Russian Bureau of the Central Committee of the Russian Social Democratic Labor Party

 

(RSDLP), an all-party body made up of members of the Central Committee and functioning from 1903 to 1917. The bureau guided the practical work of local party organizations in Russia, set up underground presses, and published illegal literature. It was founded in Kiev after the Second Congress of the RSDLP in 1903. In 1904 it was located in Moscow and from 1905 in St. Petersburg.

Among the first members of the Russian Bureau were G. M. Krzhizhanovskii and V. A. Noskov, who co-opted F. V. Gusarov, R. S. Zemliachka, L. B. Krasin, and M. M. Essen. Later members included A. A. Bogdanov, F. I. Goloshchekin, I. F. Dubrovinskii, K. S. Eremeev, P. A. Zalutskii, M. I. Kalinin, V. M. Molotov, M. K. Muranov, V. P. Nogin, G. K. Ordzhonikidze, G. I. Petrovskii, D. S. Postolovskii, Ia. M. Sverdlov, S. S. Spandarian, J. V. Stalin, and E. D. Stasova.

The Russian Bureau comprised organizational, technical, financial-commissary, and military subgroups and a coordinating executive commission. Lenin had headed the foreign section of the Central Committee of the RSDLP; after his arrival in Russia in November 1905 the functions of the Russian Bureau came under the jurisdiction of the Central Committee of the RSDLP. In the period of reaction (1907–10), the bureau resumed its work, but it soon ceased operation because of the arrest of many of its members and the sabotage carried out by members who were Menshevik-Liquidators.

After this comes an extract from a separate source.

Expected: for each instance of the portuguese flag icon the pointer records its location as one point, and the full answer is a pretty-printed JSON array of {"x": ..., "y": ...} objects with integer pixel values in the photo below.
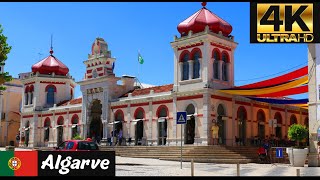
[{"x": 18, "y": 163}]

The Central Committee elected at the Sixth (Prague) All-Russian Conference of the RSDLP in 1912 reestablished the Russian Bureau, whose activities were directed from abroad by Lenin. With the beginning of World War I, the members of the bureau were arrested and the bureau temporarily ceased to exist; it was restored in 1915. The bureau achieved substantial results in rallying the Bolsheviks around Lenin’s slogans for fighting against the imperialist war. Members of the St. Petersburg committee of the RSDLP took an active part in the work of the bureau. During the February Revolution of 1917, the Russian Bureau, together with the Petrograd Bolsheviks, led the revolutionary actions of the workers. On Feb. 27 (Mar. 12), 1917, the bureau issued the manifesto of the Central Committee To All Citizens of Russia, announcing the overthrow of autocracy and the victory of the bourgeois-democratic revolution. In March 1917 the Russian Bureau led the struggle for the destruction of the old order and the consolidation of the gains of the revolution. By decision of the bureau, publication of the newspaper Pravda resumed on Mar. 5 (18), 1917. The Russian Bureau ceased to exist in April 1917 with the election by the Seventh (April) All-Russian Conference of the RSDLP(B) of a new Central Committee able to function legally inside Russia.

REFERENCES

Lenin, V. I. Poln. sobr. soch., 5th ed. (See Index volume, part 1, p. 271.)
Moskalev, M. Biuro Tsentral’nogo Komiteta RSDRP v Rossii (avg. 1903-mart 1917). Moscow, 1964.